My school’s strategy had succeeded in one respect: I never lied to my parents or teachers. I knew lying to authority figures was a major no-no. I didn’t understand dishonesty as morally wrong, but I did understand it meant punishment, disappointment and disapproval. If the grown-ups didn’t like me, I would get in trouble, and then I would be a bad kid. Bad kids didn’t get into good colleges. The name of the game was succeeding, and I was smart enough to understand the unspoken rule: Don’t piss off the people in charge.

So I grew up respectful, responsible and resourceful. I learned a lot, but I’m not sure it’s what I should have learned. I don’t lie now, but that’s because I realized it was wrong and not because I fear consequences. My one code for how I live my life now is telling the truth as often as I can. I do distinguish between conversational honesty and other kinds — if I hate someone I won’t tell them, for example, or I’ll tell half-truths so as not to ruin the vibes of a room, but whenever I can, I say what’s true.

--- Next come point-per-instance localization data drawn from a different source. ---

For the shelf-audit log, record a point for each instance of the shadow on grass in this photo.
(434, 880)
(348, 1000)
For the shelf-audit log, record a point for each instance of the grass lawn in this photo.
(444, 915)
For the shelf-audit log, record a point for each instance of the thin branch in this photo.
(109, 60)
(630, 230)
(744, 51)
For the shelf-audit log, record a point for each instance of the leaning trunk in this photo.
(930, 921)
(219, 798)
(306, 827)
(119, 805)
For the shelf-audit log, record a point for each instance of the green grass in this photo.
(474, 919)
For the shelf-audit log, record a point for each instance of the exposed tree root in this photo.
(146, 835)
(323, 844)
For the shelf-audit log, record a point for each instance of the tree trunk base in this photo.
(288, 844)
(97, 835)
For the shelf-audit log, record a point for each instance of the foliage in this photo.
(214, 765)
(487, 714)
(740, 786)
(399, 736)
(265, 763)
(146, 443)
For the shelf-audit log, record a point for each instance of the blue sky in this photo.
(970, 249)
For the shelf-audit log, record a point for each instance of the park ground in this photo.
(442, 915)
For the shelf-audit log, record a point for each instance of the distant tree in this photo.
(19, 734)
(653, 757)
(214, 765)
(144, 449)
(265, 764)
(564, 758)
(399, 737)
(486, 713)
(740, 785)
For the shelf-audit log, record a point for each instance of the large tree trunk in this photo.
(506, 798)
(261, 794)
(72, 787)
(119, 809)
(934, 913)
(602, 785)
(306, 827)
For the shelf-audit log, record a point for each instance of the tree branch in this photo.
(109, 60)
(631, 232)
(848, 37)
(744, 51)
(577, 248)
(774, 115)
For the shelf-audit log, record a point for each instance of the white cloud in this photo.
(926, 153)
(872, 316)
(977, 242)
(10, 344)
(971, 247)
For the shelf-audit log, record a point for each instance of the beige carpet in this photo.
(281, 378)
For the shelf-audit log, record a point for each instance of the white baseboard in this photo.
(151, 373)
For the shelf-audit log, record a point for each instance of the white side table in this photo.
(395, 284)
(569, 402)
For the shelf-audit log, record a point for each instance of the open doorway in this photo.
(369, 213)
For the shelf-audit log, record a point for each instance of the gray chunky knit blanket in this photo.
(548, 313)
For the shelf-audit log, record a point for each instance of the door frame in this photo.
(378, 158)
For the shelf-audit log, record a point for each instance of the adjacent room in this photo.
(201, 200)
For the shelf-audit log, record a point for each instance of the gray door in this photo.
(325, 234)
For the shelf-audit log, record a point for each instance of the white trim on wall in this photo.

It sounds a little silly to say, but when I tell the truth, the world is good. I feel better, and I treat people better and consequentially am treated better. If I had never realized that, I don’t know how I would have turned out. It’s entirely probable I’d be just like the students who cheated at Harvard — just like the students who cheat here — raised in a society that only rewarded them for being intelligent and never for being honest and who found out there were consequences for immorality much too late.